These are wild times in the craft beer industry. That's not exactly front page news, but growth and change is happening at such a shocking pace that heads are spinning. The elephant in the living room is the ongoing challenge represented by big beer.
On the plus side, we recently learned the US brewery count surpassed the old record of 4,131. Perhaps most interesting about that revelation is that the old record was set in 1873, and was followed by a period of intense consolidation, then Prohibition, then more intense consolidation. The shift back to growth began roughly 30 years ago and it's been a crazy ride ever since.
There's more. For example, IPA continues to be the dominant craft style. Big surprise. In fact, one could easily argue the popularity of IPA has overflowed into other styles, many of which are hoppier than ever. And despite the ascending brewery count, there are still thousands of communities that are large enough to support a brewery and don't yet have one.

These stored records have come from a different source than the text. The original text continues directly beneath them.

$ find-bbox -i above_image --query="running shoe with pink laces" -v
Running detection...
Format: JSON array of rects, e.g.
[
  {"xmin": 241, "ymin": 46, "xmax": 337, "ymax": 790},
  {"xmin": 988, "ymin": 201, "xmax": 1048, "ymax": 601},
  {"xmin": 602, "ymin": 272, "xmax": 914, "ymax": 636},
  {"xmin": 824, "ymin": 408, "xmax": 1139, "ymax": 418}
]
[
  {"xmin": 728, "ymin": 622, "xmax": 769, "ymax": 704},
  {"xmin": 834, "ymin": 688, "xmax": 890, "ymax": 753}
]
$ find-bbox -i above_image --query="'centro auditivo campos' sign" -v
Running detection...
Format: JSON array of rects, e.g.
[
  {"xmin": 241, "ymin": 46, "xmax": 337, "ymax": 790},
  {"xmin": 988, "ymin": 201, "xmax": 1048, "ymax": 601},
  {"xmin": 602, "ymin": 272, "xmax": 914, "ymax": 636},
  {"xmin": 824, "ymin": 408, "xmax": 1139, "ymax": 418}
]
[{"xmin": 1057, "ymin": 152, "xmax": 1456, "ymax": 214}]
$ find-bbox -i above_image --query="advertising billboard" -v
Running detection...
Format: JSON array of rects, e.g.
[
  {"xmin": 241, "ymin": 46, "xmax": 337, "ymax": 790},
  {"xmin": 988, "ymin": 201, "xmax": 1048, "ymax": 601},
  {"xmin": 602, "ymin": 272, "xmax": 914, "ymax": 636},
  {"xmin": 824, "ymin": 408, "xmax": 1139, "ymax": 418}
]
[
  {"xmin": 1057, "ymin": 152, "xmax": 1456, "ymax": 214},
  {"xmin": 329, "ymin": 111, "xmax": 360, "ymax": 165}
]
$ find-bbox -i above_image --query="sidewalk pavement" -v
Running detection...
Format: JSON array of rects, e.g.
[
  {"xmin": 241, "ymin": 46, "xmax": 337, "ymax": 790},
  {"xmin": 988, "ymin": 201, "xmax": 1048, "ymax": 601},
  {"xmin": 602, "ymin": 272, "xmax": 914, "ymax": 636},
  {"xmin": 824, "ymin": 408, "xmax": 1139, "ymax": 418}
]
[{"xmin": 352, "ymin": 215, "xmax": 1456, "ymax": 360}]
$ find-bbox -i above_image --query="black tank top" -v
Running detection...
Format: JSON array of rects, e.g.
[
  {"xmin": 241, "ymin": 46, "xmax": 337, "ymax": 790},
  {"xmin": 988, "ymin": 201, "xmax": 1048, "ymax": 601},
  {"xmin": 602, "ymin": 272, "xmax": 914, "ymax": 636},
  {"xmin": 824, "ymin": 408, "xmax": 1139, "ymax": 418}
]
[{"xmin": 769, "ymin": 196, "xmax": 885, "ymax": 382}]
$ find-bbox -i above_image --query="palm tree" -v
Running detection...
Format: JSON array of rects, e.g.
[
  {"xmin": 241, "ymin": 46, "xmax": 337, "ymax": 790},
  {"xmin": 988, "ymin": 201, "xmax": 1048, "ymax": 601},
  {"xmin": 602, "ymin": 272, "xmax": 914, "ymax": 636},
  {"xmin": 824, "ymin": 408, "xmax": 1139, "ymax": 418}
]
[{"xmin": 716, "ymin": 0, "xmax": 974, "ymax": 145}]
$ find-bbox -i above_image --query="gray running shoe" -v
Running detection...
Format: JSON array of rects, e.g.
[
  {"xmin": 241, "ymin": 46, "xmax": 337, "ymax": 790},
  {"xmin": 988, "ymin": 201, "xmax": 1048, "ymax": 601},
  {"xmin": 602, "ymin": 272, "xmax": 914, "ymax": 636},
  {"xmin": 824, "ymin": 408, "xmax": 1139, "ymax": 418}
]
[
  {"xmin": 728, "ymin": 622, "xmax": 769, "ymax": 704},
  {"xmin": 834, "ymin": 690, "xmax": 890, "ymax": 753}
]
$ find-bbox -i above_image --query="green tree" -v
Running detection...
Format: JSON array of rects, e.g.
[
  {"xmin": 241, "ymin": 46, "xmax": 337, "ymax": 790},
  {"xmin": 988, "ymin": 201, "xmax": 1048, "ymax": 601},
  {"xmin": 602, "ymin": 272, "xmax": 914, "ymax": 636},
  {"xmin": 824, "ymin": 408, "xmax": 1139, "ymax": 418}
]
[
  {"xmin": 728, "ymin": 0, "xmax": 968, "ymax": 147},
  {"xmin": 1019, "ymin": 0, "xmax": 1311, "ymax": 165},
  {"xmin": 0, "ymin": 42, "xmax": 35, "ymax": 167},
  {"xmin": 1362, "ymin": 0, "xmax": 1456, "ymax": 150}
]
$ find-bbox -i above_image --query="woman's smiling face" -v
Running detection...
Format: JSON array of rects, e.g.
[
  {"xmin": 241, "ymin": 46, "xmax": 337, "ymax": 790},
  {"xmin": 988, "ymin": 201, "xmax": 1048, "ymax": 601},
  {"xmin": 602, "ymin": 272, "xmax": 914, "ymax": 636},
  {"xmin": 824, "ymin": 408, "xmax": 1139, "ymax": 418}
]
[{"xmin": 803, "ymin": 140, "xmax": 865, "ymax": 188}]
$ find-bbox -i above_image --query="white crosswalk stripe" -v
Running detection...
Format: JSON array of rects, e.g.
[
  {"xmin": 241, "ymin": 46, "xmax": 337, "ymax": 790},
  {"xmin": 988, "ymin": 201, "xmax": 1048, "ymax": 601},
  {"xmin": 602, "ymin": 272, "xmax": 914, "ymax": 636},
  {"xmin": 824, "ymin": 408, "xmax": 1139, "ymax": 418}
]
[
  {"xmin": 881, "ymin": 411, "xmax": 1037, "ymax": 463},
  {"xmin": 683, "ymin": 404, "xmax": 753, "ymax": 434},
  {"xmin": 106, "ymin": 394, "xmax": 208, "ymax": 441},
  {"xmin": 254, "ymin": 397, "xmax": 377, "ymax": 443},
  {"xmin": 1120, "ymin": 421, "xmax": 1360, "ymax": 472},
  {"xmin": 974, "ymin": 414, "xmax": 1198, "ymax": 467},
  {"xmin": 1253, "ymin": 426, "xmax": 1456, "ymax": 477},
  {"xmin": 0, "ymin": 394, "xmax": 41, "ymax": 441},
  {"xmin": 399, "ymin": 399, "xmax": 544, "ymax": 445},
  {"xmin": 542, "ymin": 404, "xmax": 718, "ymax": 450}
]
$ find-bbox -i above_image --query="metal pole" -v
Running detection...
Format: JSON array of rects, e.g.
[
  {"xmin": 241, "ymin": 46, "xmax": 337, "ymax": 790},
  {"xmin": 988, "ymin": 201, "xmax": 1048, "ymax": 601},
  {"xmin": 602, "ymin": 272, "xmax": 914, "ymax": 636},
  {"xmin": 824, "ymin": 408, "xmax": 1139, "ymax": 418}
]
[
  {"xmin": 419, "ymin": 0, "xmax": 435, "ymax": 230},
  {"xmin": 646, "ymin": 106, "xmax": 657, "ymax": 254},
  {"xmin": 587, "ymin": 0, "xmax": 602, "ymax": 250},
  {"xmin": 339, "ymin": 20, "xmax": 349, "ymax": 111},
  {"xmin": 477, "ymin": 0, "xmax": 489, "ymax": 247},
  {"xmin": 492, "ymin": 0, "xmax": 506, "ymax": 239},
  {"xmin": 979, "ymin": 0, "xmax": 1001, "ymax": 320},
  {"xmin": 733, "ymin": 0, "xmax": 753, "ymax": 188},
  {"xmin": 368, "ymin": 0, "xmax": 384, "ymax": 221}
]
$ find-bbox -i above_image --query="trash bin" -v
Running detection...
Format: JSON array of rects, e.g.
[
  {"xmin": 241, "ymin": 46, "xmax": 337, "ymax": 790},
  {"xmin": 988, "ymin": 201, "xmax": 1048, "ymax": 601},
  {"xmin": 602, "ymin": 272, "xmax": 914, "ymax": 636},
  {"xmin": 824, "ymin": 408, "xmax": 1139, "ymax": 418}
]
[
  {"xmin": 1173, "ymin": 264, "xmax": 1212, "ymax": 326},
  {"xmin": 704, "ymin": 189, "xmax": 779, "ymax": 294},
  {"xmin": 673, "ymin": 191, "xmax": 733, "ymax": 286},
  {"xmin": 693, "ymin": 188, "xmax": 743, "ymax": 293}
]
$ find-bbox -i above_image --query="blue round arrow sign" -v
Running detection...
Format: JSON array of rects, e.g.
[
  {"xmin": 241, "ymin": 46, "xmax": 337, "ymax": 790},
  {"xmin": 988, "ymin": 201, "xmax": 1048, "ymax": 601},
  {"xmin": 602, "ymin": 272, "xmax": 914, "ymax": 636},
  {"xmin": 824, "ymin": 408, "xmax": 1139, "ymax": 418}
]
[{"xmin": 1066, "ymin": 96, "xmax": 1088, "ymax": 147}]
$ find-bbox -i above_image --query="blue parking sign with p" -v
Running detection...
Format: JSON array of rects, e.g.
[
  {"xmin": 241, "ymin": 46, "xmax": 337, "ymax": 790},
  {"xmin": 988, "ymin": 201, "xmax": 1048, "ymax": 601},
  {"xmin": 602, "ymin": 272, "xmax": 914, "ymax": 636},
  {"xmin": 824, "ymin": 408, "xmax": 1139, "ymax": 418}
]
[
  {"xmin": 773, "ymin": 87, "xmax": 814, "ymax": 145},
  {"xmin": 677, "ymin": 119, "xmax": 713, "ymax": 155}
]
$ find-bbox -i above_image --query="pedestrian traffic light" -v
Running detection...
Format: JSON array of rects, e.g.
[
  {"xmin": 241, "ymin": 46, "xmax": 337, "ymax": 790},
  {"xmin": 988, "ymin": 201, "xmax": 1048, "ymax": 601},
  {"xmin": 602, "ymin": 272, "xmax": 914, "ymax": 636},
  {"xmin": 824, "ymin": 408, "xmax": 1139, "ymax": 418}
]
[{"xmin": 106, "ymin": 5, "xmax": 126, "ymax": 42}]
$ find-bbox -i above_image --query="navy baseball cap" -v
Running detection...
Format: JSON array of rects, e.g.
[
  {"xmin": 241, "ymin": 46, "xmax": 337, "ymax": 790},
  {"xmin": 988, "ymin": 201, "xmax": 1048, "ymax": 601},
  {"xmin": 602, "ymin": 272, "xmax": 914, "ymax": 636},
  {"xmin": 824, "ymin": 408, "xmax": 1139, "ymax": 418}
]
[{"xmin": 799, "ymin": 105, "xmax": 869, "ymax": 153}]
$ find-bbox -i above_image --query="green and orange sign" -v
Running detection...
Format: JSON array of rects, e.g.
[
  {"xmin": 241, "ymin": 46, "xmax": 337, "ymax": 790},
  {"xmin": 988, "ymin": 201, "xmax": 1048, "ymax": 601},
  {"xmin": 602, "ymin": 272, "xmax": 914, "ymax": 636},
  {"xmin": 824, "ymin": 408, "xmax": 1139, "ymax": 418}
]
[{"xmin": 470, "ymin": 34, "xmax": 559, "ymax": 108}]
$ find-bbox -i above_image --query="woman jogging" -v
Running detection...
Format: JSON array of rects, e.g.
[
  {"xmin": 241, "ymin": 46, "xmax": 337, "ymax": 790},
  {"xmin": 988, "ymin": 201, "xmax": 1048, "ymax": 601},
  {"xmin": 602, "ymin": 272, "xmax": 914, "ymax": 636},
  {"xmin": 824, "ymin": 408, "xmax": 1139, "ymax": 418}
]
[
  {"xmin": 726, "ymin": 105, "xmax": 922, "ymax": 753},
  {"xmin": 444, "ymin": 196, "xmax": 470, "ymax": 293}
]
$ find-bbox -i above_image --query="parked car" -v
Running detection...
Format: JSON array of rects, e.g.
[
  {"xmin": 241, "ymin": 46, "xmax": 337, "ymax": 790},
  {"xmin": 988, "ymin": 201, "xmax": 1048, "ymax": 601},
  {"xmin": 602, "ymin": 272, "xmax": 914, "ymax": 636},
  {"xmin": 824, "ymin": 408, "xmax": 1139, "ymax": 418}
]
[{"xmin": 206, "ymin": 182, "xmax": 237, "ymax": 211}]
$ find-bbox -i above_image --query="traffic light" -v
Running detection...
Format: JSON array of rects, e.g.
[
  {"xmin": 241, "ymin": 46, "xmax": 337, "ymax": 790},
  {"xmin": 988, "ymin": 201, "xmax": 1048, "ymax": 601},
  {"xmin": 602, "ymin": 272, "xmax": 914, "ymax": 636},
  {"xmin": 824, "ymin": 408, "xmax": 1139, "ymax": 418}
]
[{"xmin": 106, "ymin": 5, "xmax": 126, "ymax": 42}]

In the midst of all the good news for craft beer is the black hole of consolidation. The billion dollar Ballast Point buyout is the lead in that part of the story, and has more than a few craft brewers wondering what their place might be worth. Breweries that sold earlier, like 10 Barrel, Elysian and Goose Island, look at the Ballast Point deal and wonder where they went wrong.
Of course, the larger story on the consolidation front is the impending buyout of SABMiller by Anheuser-Busch/InBev. The multi-billion dollar deal has the potential to turn the entire beer world upside down. That reality has raised the hackles of regulatory types and a few yet-to-be-bought politicians.
Now there's news that a group of citizens from Oregon, Washington and California has filed suit in US District Court challenging the ABI/SABMiller deal on the grounds that it will hurt consumers by restricting competition and choice. No kidding. The plaintiffs aren't asking for any money. What they want is the merger stopped.
There's about zero chance of that happening in our current political climate. They'd have about as much luck getting assault rifles banned. There's little doubt the AB/SABMiller merger, which is largely a global play, will wind up being bad news for America's independent craft brewers. But there's no feasible way to stop it. All you can realistically hope to do is mitigate the impact.
The primary threat to independent craft brewers is only indirectly related to AB's acquisition of craft breweries. You can't get too excited about that because they will never own more than a small percentage of the total number of breweries. The threat is on the distribution side, where Anheuser-Busch is working to leverage its influence and limit independent craft brewers access to market.
That's not a joke. A Wall Street Journal story outlines an AB incentive plan that rewards distributors who focus primarily on AB brands. A couple of anonymous distributors spilled the beans, telling the WSJ they can receive incentive payouts of as much as $1.5 million annually if 98 percent of their volume is in AB brands. A distributor in St. Louis just dropped Deschutes because it had to choose between the incentive program and craft.
Look, Anheuser-Busch will never own or have influence over every distributor in this country. There will always be independents that go their own way. But AB has the power, via its owned and affiliated distributors, to make things difficult for independent craft brewers. The strategy outed in the WSJ article is just one part of that effort.
Many casual and some serious beer fans have their heads in the sand, more or less refusing to see the danger. Fine. Those who do see the threat can act against it by refusing to spend money on AB products, including acquired brands like 10 Barrel, Elysian, Goose Island, etc. There's nothing personal about this. It's business. Giving good money to Anheuser-Busch helps fuel the effort to undermine independent craft brewers.